It was nothing like my expectations. I had believed the cartoons, especially Jungle Book.
My wife I and were on a dust road in Africa looking for wildlife.
We had seen animals from A to Z … antelopes through to zebras. We were looking for the ‘big five’ of lion, leopard, buffalo, rhino and elephant.
Then a herd of elephants came towards my car.
I expected to feel the ground shaking, plants to be jumping out of the ground, the thump of their feet sounding like a marching band, complete with trumpeting trunks.
As I said, it was nothing like my expectations, the 40 or so elephants of all ages from babies through to long tusked grandees appeared silently out of the landscape.
The only noise was of the trees swishing and occasionally cracking. The elephants’ massive feet cushioned their steps as they walked around our car. I experienced a mixture of excitement, fear and amazement at these magnificent beasts, as we saw them very close up.
After that initial encounter my respect and regard for these magnificent quiet beasts has grown. I painted a scene of a middle-aged bull elephant by a waterhole in watercolour. It seems to sum up their delicacy and subtlety, while being huge animals in a vast context.
The watercolour is in my main room, it is there to be quite literally ‘the elephant in the room’. That expression is commonly used and writing this column this week it seems quite appropriate!
The elephants were not as I expected them to be. They were almost silent rather than noisy. The cartoon caricature not really communicating the reality.
We couldn’t ignore the elephants as they surrounded the car. Indeed, there were many things we needed to be acutely aware of as we were at risk if a young elephant had touched the hot bonnet of the car. My painting, whilst of a different scene, reminds me of all this and of my feelings and emotions both at the time and on reflection many years later.
At the moment as a country there are elephants in the room, in our own lives we also often have them too. They can be exciting and frightening presences and no matter how things pan out, they will form part of who we are in the future.
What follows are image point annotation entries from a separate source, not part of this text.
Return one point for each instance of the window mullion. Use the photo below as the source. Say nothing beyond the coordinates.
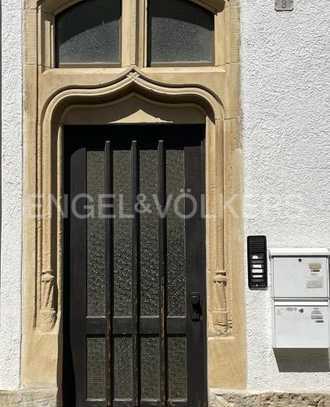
(129, 32)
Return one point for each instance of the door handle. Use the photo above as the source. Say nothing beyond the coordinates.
(196, 307)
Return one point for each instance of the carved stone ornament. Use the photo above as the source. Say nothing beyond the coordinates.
(48, 313)
(221, 315)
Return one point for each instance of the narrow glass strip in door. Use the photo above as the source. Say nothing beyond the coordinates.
(149, 246)
(95, 235)
(122, 231)
(96, 357)
(176, 278)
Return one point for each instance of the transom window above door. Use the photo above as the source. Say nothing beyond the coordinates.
(163, 33)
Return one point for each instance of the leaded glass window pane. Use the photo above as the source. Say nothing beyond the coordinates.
(89, 33)
(180, 32)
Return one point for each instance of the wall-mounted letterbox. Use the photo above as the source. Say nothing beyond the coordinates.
(301, 325)
(300, 298)
(300, 277)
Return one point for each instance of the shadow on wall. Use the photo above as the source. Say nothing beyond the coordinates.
(303, 360)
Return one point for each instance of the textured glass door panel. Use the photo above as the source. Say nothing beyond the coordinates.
(180, 32)
(88, 32)
(149, 246)
(96, 379)
(176, 278)
(95, 236)
(177, 368)
(150, 368)
(123, 368)
(122, 233)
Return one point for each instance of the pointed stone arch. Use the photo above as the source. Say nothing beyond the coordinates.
(49, 95)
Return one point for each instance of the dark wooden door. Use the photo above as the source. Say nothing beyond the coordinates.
(135, 306)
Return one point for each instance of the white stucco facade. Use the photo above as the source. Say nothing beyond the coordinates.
(11, 158)
(285, 94)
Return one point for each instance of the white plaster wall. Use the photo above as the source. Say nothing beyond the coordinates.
(285, 87)
(11, 98)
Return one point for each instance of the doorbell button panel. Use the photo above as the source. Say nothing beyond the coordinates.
(257, 262)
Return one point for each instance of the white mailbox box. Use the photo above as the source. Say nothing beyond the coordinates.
(300, 277)
(300, 298)
(301, 325)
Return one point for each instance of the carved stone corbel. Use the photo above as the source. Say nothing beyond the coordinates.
(47, 310)
(222, 324)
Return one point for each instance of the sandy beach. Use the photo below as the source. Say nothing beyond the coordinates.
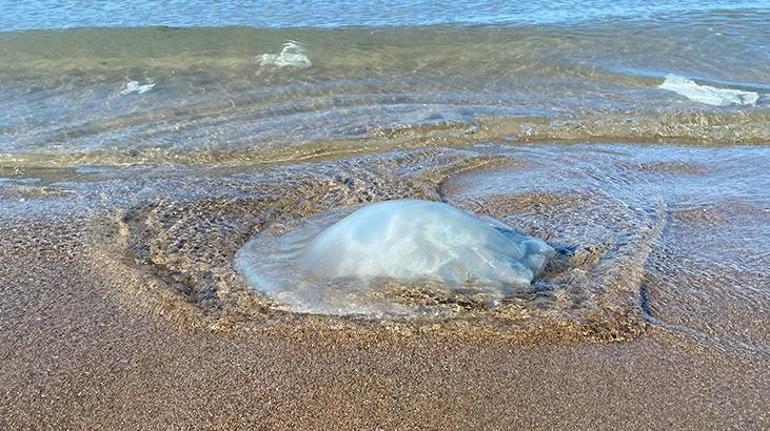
(74, 358)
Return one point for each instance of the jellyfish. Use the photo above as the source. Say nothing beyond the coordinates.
(336, 268)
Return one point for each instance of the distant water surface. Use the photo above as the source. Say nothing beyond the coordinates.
(632, 136)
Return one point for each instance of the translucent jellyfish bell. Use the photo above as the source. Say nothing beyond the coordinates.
(415, 240)
(345, 268)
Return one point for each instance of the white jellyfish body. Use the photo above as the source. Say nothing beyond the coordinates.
(346, 267)
(413, 240)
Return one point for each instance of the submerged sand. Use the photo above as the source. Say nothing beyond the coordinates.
(120, 308)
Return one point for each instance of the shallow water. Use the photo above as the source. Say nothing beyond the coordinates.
(179, 145)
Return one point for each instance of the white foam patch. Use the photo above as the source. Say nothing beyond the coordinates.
(135, 87)
(706, 94)
(292, 55)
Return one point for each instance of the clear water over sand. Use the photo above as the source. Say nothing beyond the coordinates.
(635, 146)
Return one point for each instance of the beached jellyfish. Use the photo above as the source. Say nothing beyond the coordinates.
(355, 264)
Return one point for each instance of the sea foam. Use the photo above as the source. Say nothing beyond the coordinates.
(707, 94)
(136, 87)
(292, 55)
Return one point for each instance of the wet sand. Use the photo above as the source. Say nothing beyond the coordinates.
(108, 319)
(75, 358)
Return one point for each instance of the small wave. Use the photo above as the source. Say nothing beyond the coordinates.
(707, 94)
(134, 87)
(292, 55)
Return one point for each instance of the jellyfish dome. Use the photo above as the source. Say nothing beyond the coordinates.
(340, 267)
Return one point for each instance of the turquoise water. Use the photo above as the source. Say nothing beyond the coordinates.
(50, 14)
(631, 136)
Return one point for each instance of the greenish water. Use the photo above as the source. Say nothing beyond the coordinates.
(633, 139)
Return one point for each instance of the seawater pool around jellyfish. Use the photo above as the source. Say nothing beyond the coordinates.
(398, 257)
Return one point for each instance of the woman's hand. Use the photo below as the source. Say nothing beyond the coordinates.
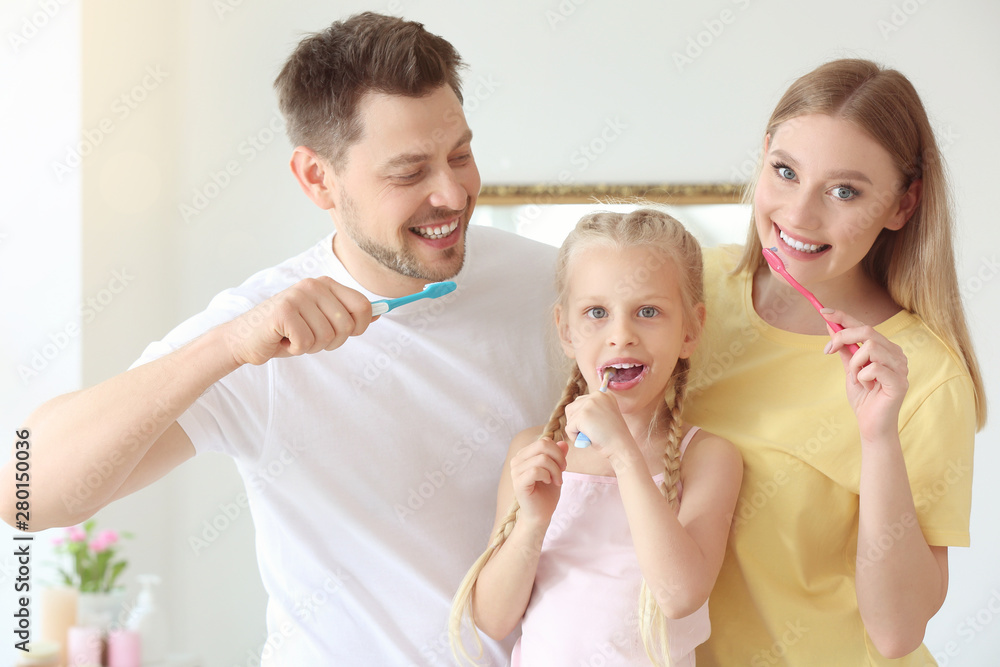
(876, 375)
(536, 475)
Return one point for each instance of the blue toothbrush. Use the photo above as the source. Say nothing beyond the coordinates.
(582, 440)
(431, 291)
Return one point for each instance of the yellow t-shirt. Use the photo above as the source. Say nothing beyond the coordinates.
(785, 595)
For me as a Christian the psalms - the songs of the children of Israel - address so many of these issues. Sometimes they are of great celebrations: ‘I was glad”; sometimes they address issues of journeying through life: ‘The Lord’s my shepherd’; while on occasions they are of sadness and longing: ‘By the waters of Babylon’.
However we view them, elephants can’t be ignored, but can be put into a wider context and then dealt with.